ここからは、船乗り用語ではありませんが、船の仕事でよく使用されている用語を紹介します。
「逆洗」
「逆洗(ぎゃくせん)」とは、逆流洗浄の略で、英語では「Back Washing」です。例えば、機器のストレーナーは常に一定方向へ流れているので、時間が経つと目詰まりしてきます。そのため、ストレーナーを取り出して、高圧空気や高圧水でストレーナーを洗浄するのが一般的な方法です。しかし、逆流洗浄というもっと便利な方法があるのです。バルブを切り替えることによって通常の流れと逆方向へ流れを替え、ストレーナーに詰まったゴミを逆方向へ洗い流してしまうのです。甲板部が扱う機器ではあまり「逆洗」することはないかも知れませんが、機関室の機器の中には逆洗する機器が少なからずあります。
「液封」
LNG船の乗組員なら誰でも知っている言葉「液封(えきふう)」。ガス(気体)がパイプラインに閉じ込められて温度上昇により膨張してもパイプラインの中で気体容積は変わらず、圧力が上昇するだけです。ところがパイプラインの中が全て液体になった液封状態となると、温度上昇によって液体体積が膨張し、パイプラインの破損に至ります。従って、LNG船やLPG船では大事故の可能性のある「液封」は厳禁です。圧力の急激な上昇により液封状態であることに気が付けば、直ちに液体を少しでも抜いて減圧する必要があります。
「リュウベ (立米)」
土木や建築業界、そして船でも体積の単位「㎥(立方メートル)」を「リュウベ」と呼びます。なぜ「立方メートル」のことをリュウベと呼ぶのでしょうか?面積の単位の「ヘイベイ(平米)」は良く耳にするはずです。これはメートルを「米」という漢字で表し、平方メートルを「平方米」と書き、その「方」を略して「ヘイベイ(平米)」と呼ぶようになりました。それと同じように立方メートルを「立方米」と書き、それを略して「リュウベ(立米)」と呼ぶようになったのです。
「アジロ外装」
電線の外装で以下の参考サイトにあるような模様になったものをアジロ外装と呼びます。アジロとは竹や木の皮を薄く剥いで縦横斜めに編んだもので、テレビのアンテナ接続線の同軸ケーブルにも使用されており、外側の覆いがアジロ外装です。わざわざアジロ外装を使用する目的は強度を高めることの他にネズミにかじられないようにするためでもあります。船では油圧ラインのフレキシブルホースにも使用されています。
「じゃむ」
パンにつけるジャムのことではありません。係留索やワイヤーが絡んで動かなくなった状態のことを「じゃむ」「じゃんでる」と言います。英語の「jam」から派生した言葉で、プリンター用紙が詰まることも「じゃむ」と言いますが、船にはたくさんのロープや機械があるので、それらが「じゃむ」ことも珍しくありません。
「片締め」「増し締め」
パイプフランジを接続するときに取り付けたボルトナットの締め付け圧力が偏ってしまうと、内部を流れるカーゴやFOの圧力が高くなったときに漏洩が始まります。いわゆるフランジの片締めによる漏洩です。正規の締め方はガスケットとフランジフェースが均等の力で締め付けられるように数字の順番に従って対角線に締めていくべきです。しかし、甲板部作業員はやり易い、片側から順番に一周ぐるっとボルトナットを締め付けてしまうことが往々にしてあります。この場合、結果として液漏洩という痛いしっぺ返しを受けるのです。
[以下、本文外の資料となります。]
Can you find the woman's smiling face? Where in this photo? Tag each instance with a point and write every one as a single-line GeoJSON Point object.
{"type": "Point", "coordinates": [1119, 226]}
ボルトにナットを取り付けて締めつけるという作業はボルトを伸ばす方向に引っ張っていることと同等で、その反発力も生じています。従ってLNG船、LPG船のようにカーゴの液温によって100度以上の温度変化がある場合、ボルトやフランジの伸び縮みが激しく、ボルトを緩めたり締めたりしていることと同じ現象が発生しているのです。
緩み防止対策としてダブルナットや回り止めが有効です。特に揚荷前、積荷前のArm Cool Down時にはLoading Armを接続しているボルトが急激に縮んで、ボルトを緩める方向の力が作用します。そのため、Arm Cool Down中にガスや液の漏洩が発生する可能性が高く、対策としてArm Cool Down中に「増し締め」を行います。
「凹損」「曲損」
「凹損」の読み方は「くぼそん」又は「おうそん」で、英語ではDent Damageです。いわゆるタグで強く押された外板のえくぼのような凹みが凹損(Dent Damage)です。これとほぼ同意語として曲損(Bent Damage)があります。こちらは構造物等が湾曲した状態の損傷です。
船乗り用語ではありませんが、意外と外国人航海士が知らないのが「Slamming」です。フィリピン人やインドネシア人の航海士に「スラミング(Slamming)」とは?と問いかけても殆どの航海士が知りませんでした。私達日本人は学校で操船か運用の授業でスラミング現象について習っているので、概略はだれでも理解しており、向かい波により船底部が衝撃を受けることです。
一方、「レーシング(Racing)」は多くの外国人航海士も知っていました。プロペラの空転現象のことです。大時化の場合は船首のスラミングと船尾のレーシングに気をつける必要があります。例えば、荒天時のバラスト漲替え作業は要注意です。LNG船ではLoading ManualにSlammingによる損傷を防止するために荒天時の最小喫水が記載されています。規定されている喫水より船首を浅くするとSlamming現象によって船首構造物が損傷する可能性があるのです。従って、荒天時にはバラストの漲替え作業を中止せざるを得ない場合もあることを頭に入れておきましょう。